Une tentative de révision du texte sur les Pôles anti-corruption aurait été discrètement orchestrée. Une opération qui n'a pas échappé à la vigilance de la société civile. L'alerte est déclenchée.

Des organisations de la société civile (OSC) ont indiqué avoir été informées sur l’intention du gouvernement malgache de modifier le texte fondateur des Pôles anti-corruption (PACs). Un député serait chargé de faire passer les modifications à travers une proposition de loi et l’objectif serait l’adoption des réformes par l’Assemblée nationale le plus tôt possible.

C’est à travers un communiqué que Transparency international (TI-MC) et plusieurs autres OSC impliquées dans la lutte contre la corruption et la quête de la transparence ont fait part de ce “projet” du gouvernement.

Ces organisations se disent alors consternées puisque “personne n’aurait été au fait de ce projet, ni les institutions de lutte contre la corruption (CSI, Bianco, Samifin, PACs), ni même le ministère de la Justice, ni le Conseil supérieur de la Magistrature”, indiquent-t-elles dans ce communiqué conjoint. Ces OSC attendent alors des explications de la part du Président de la République, du Premier ministre, du ministre de la Justice concernant ce projet.

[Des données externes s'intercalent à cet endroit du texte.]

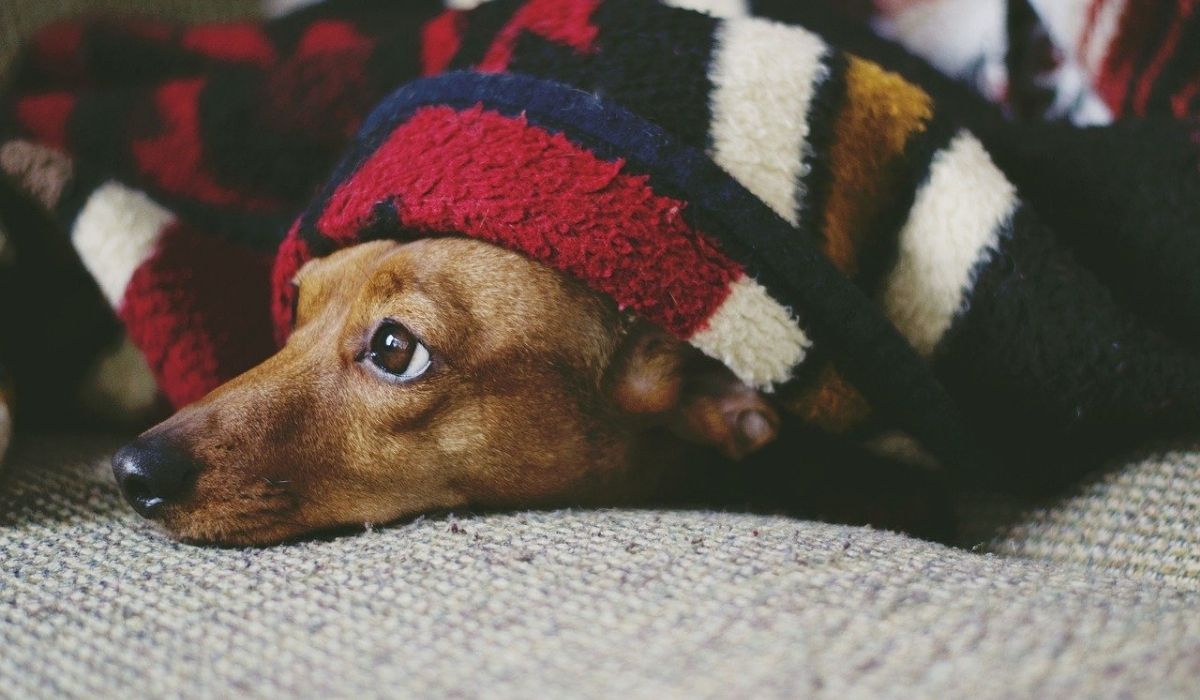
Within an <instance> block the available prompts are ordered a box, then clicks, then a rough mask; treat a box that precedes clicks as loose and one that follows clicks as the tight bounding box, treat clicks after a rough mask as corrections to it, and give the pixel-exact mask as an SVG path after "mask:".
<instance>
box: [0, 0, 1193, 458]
mask: <svg viewBox="0 0 1200 700" xmlns="http://www.w3.org/2000/svg"><path fill="white" fill-rule="evenodd" d="M750 5H754V10H755V11H758V12H762V13H768V14H770V13H774V14H775V16H778V17H779V18H782V19H788V20H803V24H804V25H803V26H800V25H799V24H784V23H779V22H773V20H770V19H769V18H763V17H750V16H734V17H725V18H721V17H713V16H709V14H704V13H700V12H692V11H689V10H683V8H678V7H674V6H672V5H671V4H664V2H658V1H654V0H568V1H557V0H556V1H550V0H494V1H492V2H487V4H484V5H482V6H480V7H479V8H476V10H473V11H467V12H464V11H445V12H440V8H439V7H437V5H436V4H433V2H424V4H404V6H403V8H398V7H396V4H390V2H382V1H379V2H372V1H368V0H342V1H330V2H325V4H322V5H320V6H317V7H312V8H310V10H306V11H302V12H300V13H296V14H293V16H289V17H286V18H283V19H280V20H275V22H270V23H265V24H263V25H254V24H234V25H206V26H197V28H176V26H167V25H145V24H126V23H113V22H101V23H95V24H83V25H80V24H76V25H68V26H61V28H56V29H53V30H50V31H48V32H46V34H43V35H42V36H41V38H40V40H38V41H37V42H35V44H34V46H32V47H31V48H30V50H29V53H28V55H26V59H25V62H24V70H23V72H22V74H20V77H19V78H18V80H17V82H16V83H14V88H13V90H12V91H11V94H10V97H8V101H7V104H8V107H7V108H6V110H5V114H4V120H5V121H4V124H5V125H6V126H5V130H4V132H0V133H5V134H8V136H7V137H6V138H5V139H2V140H0V168H2V170H4V173H5V174H6V175H7V177H8V178H10V181H11V183H12V184H13V185H14V186H16V187H17V189H19V190H20V191H22V192H23V196H24V197H25V198H28V199H30V201H32V202H36V203H38V205H40V207H41V208H42V209H43V210H46V211H52V213H54V214H55V216H56V217H58V220H59V221H60V225H61V226H62V227H64V228H65V229H67V231H68V232H70V238H71V243H72V245H73V247H74V250H76V251H77V252H78V256H79V259H80V261H82V263H83V267H84V268H85V269H86V270H88V271H89V273H90V274H91V275H92V276H94V277H95V280H96V285H97V288H98V291H100V292H101V293H102V294H103V297H104V298H106V299H107V300H108V303H109V305H110V306H112V307H113V309H114V310H115V311H116V315H118V317H119V318H120V319H121V322H122V323H124V325H125V328H126V329H127V331H128V335H130V337H131V339H132V340H133V342H134V345H136V346H138V347H139V348H140V351H142V353H143V354H144V357H145V358H146V360H148V363H149V365H150V367H151V370H154V372H155V376H156V377H157V379H158V382H160V385H161V387H162V389H163V391H164V393H166V395H167V396H168V397H169V399H170V400H172V402H173V403H174V405H176V406H179V405H184V403H187V402H190V401H192V400H196V399H198V397H199V396H202V395H203V394H204V393H205V391H208V390H210V389H211V388H214V387H215V385H216V384H218V383H220V382H221V381H224V379H227V378H229V377H232V376H233V375H235V373H238V372H240V371H242V370H244V369H246V367H248V366H251V365H252V364H254V363H256V361H258V360H260V359H263V358H264V357H265V355H266V354H268V353H269V352H270V349H271V347H272V340H271V335H272V328H274V335H275V339H276V341H280V340H283V339H284V337H286V335H287V329H288V325H289V318H288V316H289V313H290V300H289V294H290V293H292V291H290V286H289V283H288V282H289V280H290V277H292V275H294V273H295V270H296V269H298V268H299V265H301V264H302V263H304V262H305V261H306V259H310V258H311V257H317V256H323V255H328V253H329V252H331V251H334V250H337V249H340V247H343V246H347V245H353V244H354V243H359V241H362V240H368V239H378V238H397V239H408V238H414V237H422V235H470V237H476V238H481V239H485V240H488V241H492V243H496V244H499V245H504V246H506V247H511V249H514V250H517V251H520V252H522V253H524V255H527V256H530V257H533V258H535V259H539V261H541V262H544V263H546V264H548V265H552V267H554V268H558V269H560V270H564V271H566V273H569V274H571V275H575V276H577V277H578V279H581V280H582V281H583V282H586V283H588V285H589V286H592V287H593V288H595V289H598V291H601V292H604V293H606V294H608V295H611V297H612V298H613V299H614V300H616V303H617V304H618V305H619V306H622V307H623V309H628V310H630V311H631V312H635V313H637V315H640V316H643V317H646V318H648V319H650V321H653V322H655V323H659V324H660V325H662V327H664V328H666V329H667V330H670V331H672V333H674V334H676V335H678V336H679V337H682V339H684V340H688V341H689V342H691V343H692V345H694V346H695V347H697V348H698V349H700V351H702V352H704V353H707V354H709V355H710V357H714V358H716V359H720V360H721V361H722V363H725V364H726V365H727V366H730V369H731V370H732V371H734V373H737V375H738V376H739V377H740V378H743V381H745V382H746V383H749V384H751V385H756V387H758V388H761V389H763V390H767V391H772V393H773V394H774V395H775V396H776V399H778V400H779V402H780V403H781V405H784V406H785V407H786V408H787V409H788V411H790V412H791V413H792V414H793V415H796V417H797V418H798V419H799V420H800V421H803V423H804V424H806V425H808V426H810V427H817V429H820V430H823V431H826V432H829V433H833V435H836V436H841V437H842V438H845V439H850V441H854V442H859V443H863V444H868V445H872V447H875V448H878V449H884V448H886V449H894V448H895V447H896V445H898V444H902V445H904V450H902V451H905V453H906V454H910V455H911V454H912V449H913V448H914V447H916V448H918V449H919V450H920V451H924V453H929V454H931V455H932V456H934V457H936V459H937V460H940V461H941V462H943V463H946V465H949V466H953V467H955V468H954V469H950V471H952V472H953V473H958V474H974V478H978V477H979V474H980V473H984V472H992V478H995V469H996V465H997V461H996V457H997V456H1000V457H1003V463H1004V466H1006V468H1009V467H1013V466H1014V465H1015V466H1018V467H1020V466H1024V467H1025V468H1027V469H1030V471H1038V469H1044V468H1046V465H1048V463H1052V462H1055V461H1056V460H1067V461H1068V462H1070V463H1068V465H1067V467H1066V468H1068V469H1072V471H1078V469H1079V468H1082V467H1085V466H1090V465H1091V463H1093V460H1094V459H1096V457H1099V456H1104V455H1106V454H1109V453H1111V450H1114V449H1120V448H1122V447H1124V445H1128V444H1130V443H1133V442H1135V441H1139V439H1144V438H1146V437H1148V436H1152V435H1158V433H1164V432H1180V431H1194V430H1196V429H1198V427H1200V425H1198V423H1200V342H1198V337H1200V333H1198V330H1200V328H1198V327H1200V281H1198V279H1196V276H1195V274H1194V270H1195V269H1196V268H1195V264H1198V263H1200V245H1198V240H1200V239H1198V234H1200V209H1198V208H1196V207H1198V205H1196V202H1200V166H1198V161H1200V139H1196V136H1195V134H1196V133H1200V130H1198V128H1196V126H1195V125H1194V124H1193V122H1188V121H1186V120H1175V119H1164V120H1160V121H1158V122H1117V124H1116V125H1114V126H1109V127H1103V128H1092V130H1080V128H1075V127H1068V126H1054V125H1037V124H1013V122H1009V121H1006V120H1004V119H1002V118H1001V116H1000V115H998V112H997V110H996V109H995V108H992V107H990V106H988V104H986V103H985V102H984V101H983V98H980V97H979V96H976V95H972V94H970V92H968V91H966V90H964V89H962V88H961V85H958V84H955V83H953V82H950V80H948V79H947V78H944V77H941V76H938V74H937V73H935V72H934V71H932V68H930V67H929V66H928V65H925V64H923V62H920V61H919V60H917V59H914V58H913V56H912V55H908V54H906V53H904V52H902V50H900V49H898V48H896V47H894V46H892V44H888V43H887V42H883V41H882V40H880V38H877V37H875V36H872V35H870V34H869V32H865V31H863V30H862V29H856V28H853V26H852V25H850V24H847V23H846V22H845V20H844V19H842V18H840V17H838V14H836V13H834V12H829V11H826V12H822V11H820V10H817V7H818V4H803V5H804V10H803V11H797V10H794V8H792V7H791V4H779V7H775V6H774V4H770V2H762V4H750ZM797 13H799V14H797ZM841 47H845V48H850V49H852V50H853V52H854V53H844V52H842V50H840V48H841ZM876 61H883V65H881V64H880V62H876ZM144 64H149V67H143V65H144ZM419 74H425V76H428V77H427V78H425V79H420V80H415V82H413V80H414V79H415V78H418V77H419ZM397 86H398V90H395V91H392V90H394V89H396V88H397ZM389 92H390V95H389ZM372 108H373V112H372ZM368 113H370V116H367V114H368ZM338 163H340V164H338ZM330 173H332V175H330ZM323 181H324V183H325V184H324V185H322V183H323ZM298 214H299V217H296V215H298ZM293 220H294V222H293ZM19 243H20V241H19V240H18V244H19ZM18 252H19V247H18ZM272 267H274V271H271V268H272ZM0 352H4V348H2V347H0ZM7 352H8V354H12V355H19V357H24V358H26V360H25V363H26V364H30V365H31V364H32V363H29V361H28V353H26V354H25V355H22V354H20V353H17V352H13V351H7ZM10 361H11V360H10ZM37 371H38V370H37V369H36V367H14V373H16V375H17V377H18V379H20V377H22V375H25V376H29V377H34V376H36V375H37ZM900 438H902V439H900ZM898 441H899V442H898ZM1034 456H1036V457H1037V459H1031V457H1034Z"/></svg>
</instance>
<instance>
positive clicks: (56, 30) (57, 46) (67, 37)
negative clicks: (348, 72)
mask: <svg viewBox="0 0 1200 700" xmlns="http://www.w3.org/2000/svg"><path fill="white" fill-rule="evenodd" d="M83 37H84V25H83V24H80V23H79V22H60V23H58V24H52V25H49V26H47V28H46V29H42V30H41V31H38V32H37V35H36V36H35V37H34V42H32V48H31V49H30V58H31V59H32V60H34V62H35V64H36V65H37V68H38V70H40V71H42V72H43V73H46V74H47V76H49V77H52V78H53V79H56V80H62V82H65V83H68V84H80V83H83V82H84V80H85V78H86V73H88V71H86V67H85V65H84V61H83V60H82V59H83V54H82V52H80V50H79V49H80V48H82V47H83Z"/></svg>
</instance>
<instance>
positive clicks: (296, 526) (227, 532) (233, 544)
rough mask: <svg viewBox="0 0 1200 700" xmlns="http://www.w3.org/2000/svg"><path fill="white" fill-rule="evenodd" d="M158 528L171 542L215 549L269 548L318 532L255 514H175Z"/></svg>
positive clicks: (302, 525)
mask: <svg viewBox="0 0 1200 700" xmlns="http://www.w3.org/2000/svg"><path fill="white" fill-rule="evenodd" d="M162 527H163V528H164V530H166V531H167V533H168V534H169V536H170V537H172V538H174V539H176V540H179V542H181V543H184V544H193V545H218V546H270V545H276V544H283V543H287V542H293V540H296V539H300V538H301V537H304V536H305V534H308V533H311V532H313V531H314V530H319V528H318V527H312V526H307V525H304V523H299V522H293V521H289V520H284V519H281V517H271V516H264V515H262V514H256V515H254V516H253V517H245V516H242V517H239V516H235V515H223V516H220V517H202V516H197V515H182V514H176V515H169V516H167V517H164V519H163V521H162Z"/></svg>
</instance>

Elles demandent également aux députés et sénateurs de “ne pas voter cette réforme inquiétante”. Mais encore faut-il que ce soit disant député soit assez déterminé pour aller jusqu’au bout de sa mission, surtout avec l’alerte qui avait été déjà déclenchée. En effet, celui-ci serait chargé de présenter le nouveau texte devant la Commission juridique de l’Assemblée nationale. Les yeux sont alors rivés vers le CCI Ivato où se réunissent les députés.